Yes, maybe is the file. Sometimes with give the wrong path to the schema or some context path is wrong. I’m 100% sure that it should upload the schema if you gave one.

Which CLI?

It kind does. When you give an incomplete schema it will infer the dataset and create one.

That’s GraphQL only. Although you can provide GraphQL schema via Bulk. Usually nobody does. I’m pretty sure he is talking about DQL.

If he is using GraphQL he shoudl provide both schemas during the load.

1 Like

How can I validate the schema file? If I open it in a text editor and just select all and copy/pasta into bulk edit to goes pastes/updates with no problems. The file is generated from within DGraph to S3 functionality.

Not sure what kind of validation, but you can’t in DQL.

The issue relies somewhere in the steps to the load. Provide more context.

You had mentioned the file might be corrupted, so perhaps Dgraph had a way to validate a file or at least bail on the import if the file is corrupt. However considering I can just open the file in vim and copy/paste the data into Ratel I doubt the file is invalid.

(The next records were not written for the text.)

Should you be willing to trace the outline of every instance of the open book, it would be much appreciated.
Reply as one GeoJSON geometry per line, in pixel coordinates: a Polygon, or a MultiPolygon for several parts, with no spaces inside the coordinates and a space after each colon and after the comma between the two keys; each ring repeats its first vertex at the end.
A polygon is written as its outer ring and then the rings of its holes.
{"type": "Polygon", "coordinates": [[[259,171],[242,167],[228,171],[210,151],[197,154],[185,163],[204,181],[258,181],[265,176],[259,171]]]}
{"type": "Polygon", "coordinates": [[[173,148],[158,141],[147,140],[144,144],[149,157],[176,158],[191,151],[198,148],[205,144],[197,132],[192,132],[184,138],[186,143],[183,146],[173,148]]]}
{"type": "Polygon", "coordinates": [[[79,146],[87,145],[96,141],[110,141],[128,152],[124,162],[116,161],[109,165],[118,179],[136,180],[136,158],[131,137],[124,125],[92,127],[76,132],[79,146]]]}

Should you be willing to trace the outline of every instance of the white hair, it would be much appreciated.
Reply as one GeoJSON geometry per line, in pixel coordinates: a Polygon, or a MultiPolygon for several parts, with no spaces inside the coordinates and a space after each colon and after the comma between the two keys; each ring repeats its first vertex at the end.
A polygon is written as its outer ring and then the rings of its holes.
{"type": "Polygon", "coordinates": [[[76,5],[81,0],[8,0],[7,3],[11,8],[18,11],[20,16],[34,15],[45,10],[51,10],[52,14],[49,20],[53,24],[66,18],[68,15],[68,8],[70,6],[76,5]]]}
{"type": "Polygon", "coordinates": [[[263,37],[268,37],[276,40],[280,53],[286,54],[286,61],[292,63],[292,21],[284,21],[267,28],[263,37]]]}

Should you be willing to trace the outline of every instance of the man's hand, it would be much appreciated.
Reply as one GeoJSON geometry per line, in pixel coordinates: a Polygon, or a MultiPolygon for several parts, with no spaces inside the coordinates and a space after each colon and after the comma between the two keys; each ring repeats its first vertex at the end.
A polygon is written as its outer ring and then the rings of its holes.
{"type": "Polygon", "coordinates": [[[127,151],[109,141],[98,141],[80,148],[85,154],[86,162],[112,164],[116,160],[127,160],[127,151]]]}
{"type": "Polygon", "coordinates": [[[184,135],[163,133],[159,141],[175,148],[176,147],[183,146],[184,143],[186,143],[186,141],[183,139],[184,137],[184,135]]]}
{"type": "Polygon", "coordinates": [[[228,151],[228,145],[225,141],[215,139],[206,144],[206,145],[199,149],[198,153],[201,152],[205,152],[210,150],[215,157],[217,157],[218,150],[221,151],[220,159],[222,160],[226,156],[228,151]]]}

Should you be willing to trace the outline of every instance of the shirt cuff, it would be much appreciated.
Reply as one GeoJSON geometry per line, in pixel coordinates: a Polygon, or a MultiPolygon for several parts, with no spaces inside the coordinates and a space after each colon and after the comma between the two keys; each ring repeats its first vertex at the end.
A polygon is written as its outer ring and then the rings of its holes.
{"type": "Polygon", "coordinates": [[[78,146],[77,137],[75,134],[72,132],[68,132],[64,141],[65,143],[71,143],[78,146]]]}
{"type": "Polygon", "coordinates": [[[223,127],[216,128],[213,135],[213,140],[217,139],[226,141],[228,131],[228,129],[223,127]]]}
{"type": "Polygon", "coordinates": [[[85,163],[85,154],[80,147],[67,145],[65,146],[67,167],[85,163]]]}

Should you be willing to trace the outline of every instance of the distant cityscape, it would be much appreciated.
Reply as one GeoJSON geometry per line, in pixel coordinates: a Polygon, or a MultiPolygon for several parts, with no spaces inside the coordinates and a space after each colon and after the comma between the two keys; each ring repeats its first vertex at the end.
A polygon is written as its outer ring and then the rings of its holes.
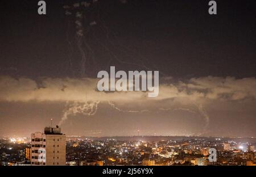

  • RDF and schema are generated via the export to S3 bucket process from another DGraph system
  • Launching the standalone docker image (dgraph/standalone)
  • Attaching two volumes to the docker image /dgraph (for the Dgraph data) and /scripts which I have the downloaded files g01.rdf, g01.schema and g01.gql_schema
  • I then run docker exec command to execute the following command in the container: dgraph bulk --files /scripts --schema /scripts/g01.schema --http localhost:8000 --zero=localhost:5080
  • The process runs, and I can see output of the data being created and duration etc…
  • The process completes with no errors
  • I launch a Retal docker and point it to the standalone docker
  • I open up schema and it’s the default as if no data exists
  • I then use bulk edit and copy/paste exactly what is in the schema file
  • The schema updates, I can click on the elements and see some info and example data
  • I can then go and run queries against the data I just imported

You know, you can’t use Bulkloader with that image. Unless you kill the Alpha running there. Also, after the Bulk you need to point or cp the files created by the bulk and them start the Alpha. The only instance that you should keep running is the Zero. And also keep that zero, due uid leasing context.

Based in what you said, the issue is the whole process.

Cuz you didn’t move the output from the Bulkloader to the right path.

Conveniently my AWS spot instance terminated and I lost all my work and had to start again…

Sorry I left off an important step, I override the docker start command using the entrypoint option. I have a run.sh in an attached volume that looks like this (which doesn’t start the alpha):

#!/bin/bash

# fail if any error occurs
set -e

Warning: This standalone version is meant for quickstart purposes only.
         It is NOT RECOMMENDED for production environments.\033[0;0m"

# For Dgraph versions v20.11 and older
export DGRAPH_ALPHA_WHITELIST=0.0.0.0/0
# For Dgraph versions v21.03 and newer
export DGRAPH_ALPHA_SECURITY='whitelist=0.0.0.0/0'

# TODO properly handle SIGTERM for all three processes.
dgraph zero

I then docker exec this script:

#!/bin/bash
dgraph bulk -f /scripts -s /scripts/g01.schema --zero=localhost:5080

Once that is complete I remove my entrypoint option.

Ok, I wasn’t doing and to be honest I have no fkn’ clue how I got it work on my previous tries!

This time around, in the directory I use as the /dgraph volume in docker, I moved the out/0/p into the root of /dgraph (overriding what as there). Restarting the docker image it now works as expected.

@MichelDiz you’d make a phycologist; you didn’t give me the answer, but slowly led me to my own resolution. I can step outside and face the world again. :grin:

Don’t do this. do a rm -fr ./* before move. Only keep the zero files.

LOL - I heard that a few times in life.